Und doch: Immer wieder, beim größten Unmut, schiebt sich beim Lesen die Tatsache seines Todes vor die eigene Wut. Das macht die Lektüre besonders schmerzhaft. Diese „Erkundungen“ lassen eine dumpfe Hilflosigkeit zurück, denn – wie streitet man mit einem Toten?

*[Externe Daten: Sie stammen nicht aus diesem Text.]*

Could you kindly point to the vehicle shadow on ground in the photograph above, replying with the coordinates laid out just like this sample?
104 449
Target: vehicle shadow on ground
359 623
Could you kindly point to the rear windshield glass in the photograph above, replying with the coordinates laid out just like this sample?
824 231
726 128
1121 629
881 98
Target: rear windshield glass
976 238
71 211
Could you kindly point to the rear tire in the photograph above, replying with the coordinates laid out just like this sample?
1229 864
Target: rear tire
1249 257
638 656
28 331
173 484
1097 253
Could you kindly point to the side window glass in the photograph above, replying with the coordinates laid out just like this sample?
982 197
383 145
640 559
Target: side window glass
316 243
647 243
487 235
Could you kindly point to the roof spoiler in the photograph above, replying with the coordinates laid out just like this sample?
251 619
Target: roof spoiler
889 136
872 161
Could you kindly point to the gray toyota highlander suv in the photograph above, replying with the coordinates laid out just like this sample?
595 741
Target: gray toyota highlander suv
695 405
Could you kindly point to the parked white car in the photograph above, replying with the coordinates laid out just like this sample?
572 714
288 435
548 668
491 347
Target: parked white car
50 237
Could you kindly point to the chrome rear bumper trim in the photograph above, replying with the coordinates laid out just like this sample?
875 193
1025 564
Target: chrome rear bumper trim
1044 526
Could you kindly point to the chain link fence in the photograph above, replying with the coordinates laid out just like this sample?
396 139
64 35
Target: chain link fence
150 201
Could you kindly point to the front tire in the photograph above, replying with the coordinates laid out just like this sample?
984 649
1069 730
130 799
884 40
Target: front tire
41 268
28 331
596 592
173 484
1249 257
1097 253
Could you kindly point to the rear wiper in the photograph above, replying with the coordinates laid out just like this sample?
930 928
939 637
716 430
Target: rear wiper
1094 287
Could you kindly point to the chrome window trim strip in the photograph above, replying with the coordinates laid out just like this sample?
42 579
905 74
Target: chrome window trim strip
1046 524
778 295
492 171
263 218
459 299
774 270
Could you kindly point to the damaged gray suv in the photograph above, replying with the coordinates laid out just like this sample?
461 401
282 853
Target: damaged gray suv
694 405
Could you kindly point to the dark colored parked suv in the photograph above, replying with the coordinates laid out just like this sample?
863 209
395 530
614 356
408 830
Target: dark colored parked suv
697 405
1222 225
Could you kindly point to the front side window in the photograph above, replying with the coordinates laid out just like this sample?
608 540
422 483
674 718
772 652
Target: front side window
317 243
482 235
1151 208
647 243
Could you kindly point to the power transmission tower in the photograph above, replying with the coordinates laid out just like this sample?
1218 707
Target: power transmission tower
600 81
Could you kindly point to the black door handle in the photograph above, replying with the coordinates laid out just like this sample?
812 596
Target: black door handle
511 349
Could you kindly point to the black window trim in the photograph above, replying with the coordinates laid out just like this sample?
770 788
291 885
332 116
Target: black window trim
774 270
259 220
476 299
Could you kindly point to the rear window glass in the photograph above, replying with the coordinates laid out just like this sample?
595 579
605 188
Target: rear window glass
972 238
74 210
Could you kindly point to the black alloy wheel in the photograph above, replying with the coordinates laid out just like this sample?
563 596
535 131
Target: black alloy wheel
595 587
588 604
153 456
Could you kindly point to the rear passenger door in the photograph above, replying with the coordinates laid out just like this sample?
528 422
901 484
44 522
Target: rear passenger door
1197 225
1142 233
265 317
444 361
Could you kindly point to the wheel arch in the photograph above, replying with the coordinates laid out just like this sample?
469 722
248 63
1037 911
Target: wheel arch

„Heute: am 31. Oktober 71, passierte mir wieder eine gespenstische Wahnsinns-Szene: der Abend ist verhältnismäßig still wegen der aufeinanderfolgenden 3 freien Tage, die Straßen leer, da kommt mit einem irrwitzigen monotonen stinkenden Krach ein Porsche angefahren, drin sitzt so ein Slum-Junge mit seiner Vorstadt-Fotze, vor ihm alles frei, hinter ihm alles auf der Straße frei, und er drückt auf das Pedal, und der Augenblick ist nur noch von diesem wahnsinnig ratternden Stink-Blech erfüllt, und ich merke, wie sich mein ganzer Körper zusammenzieht, alle Organe verkrampfen sich, und ich sehe, wie in der ganzen Szene die Leute sich zusammenziehen und ducken/und im gleichen Moment ist da in mir die Szene, wie mit einem gezielten Schuß in die Reifen dieses rasenden Mist-Kerls plötzlich alles endet. Der Wagen schleudert, überstürzt sich, prallt gegen eine Hausfront und explodiert. Flammen schlagen hoch, Fensterscheiben klirren, Schreie und schwarze Rauchwolken. Wieder ein Krachmaier weniger und weg.“

Wie lese ich diese Mordphantasie angesichts des Todes dreieinhalb Jahre danach, des Londoner Todes in einer April-Nacht 1975? Brinkmann, eben 35 geworden, streifend, witternd, „mit viel zu weit aufgerissenen Augen und unter dem Streß, jede Einzelheit zu beachten, aufzunehmen und dabei unbeholfen“, er tritt am Piccadilly Circus in die Straße, diese Leuchtreklame drüben! Ein Auto, unerwartet von links herausschießend – Brinkmann ist; sofort tot. Ein deutscher Dichter weniger und weg. (Beim Stöbern finde ich einen frühen Prosatext Brinkmanns aus dem Jahr 1967, „Piccadilly Circus“. Sein letzter Satz: „die Fronten der Häuser schwärzlichgrau, wie ausgebrannt, erloschen, leer, tot, tot, tot, tot“;)

Die „Erkundungen“ sind in photomechanischer Reproduktion als Original-Typoskript erschienen, so wie sie Brinkmann nachts zumeist, oft genug alkoholisiert, in die Schreibmaschine haute: streckenweise einzeilig getippt und in springenden Kolonnen, mit Dreck und Speck – mitunter eine Tortur fürs Auge. Und doch war dieses Verfahren notwendig, um Brinkmanns Collagen zu retten, dieses „Wort&Bild-Delirium“ aus Geschriebenem und hineingeklebten Zeitungsfetzen, Werbematerial, Geldscheinen, Briefen, eigenen Photos. Es ist das gleiche Stilprinzip, nach dem Brinkmann dann bei seinem anschließenden Aufenthalt in der Villa Massimo in Rom 1972/73 gearbeitet hat: der Versuch, das starre Buchstabengerüst aufzureißen, die Schreibe mit der Film-Technik des Schnitts in Bewegung zu setzen.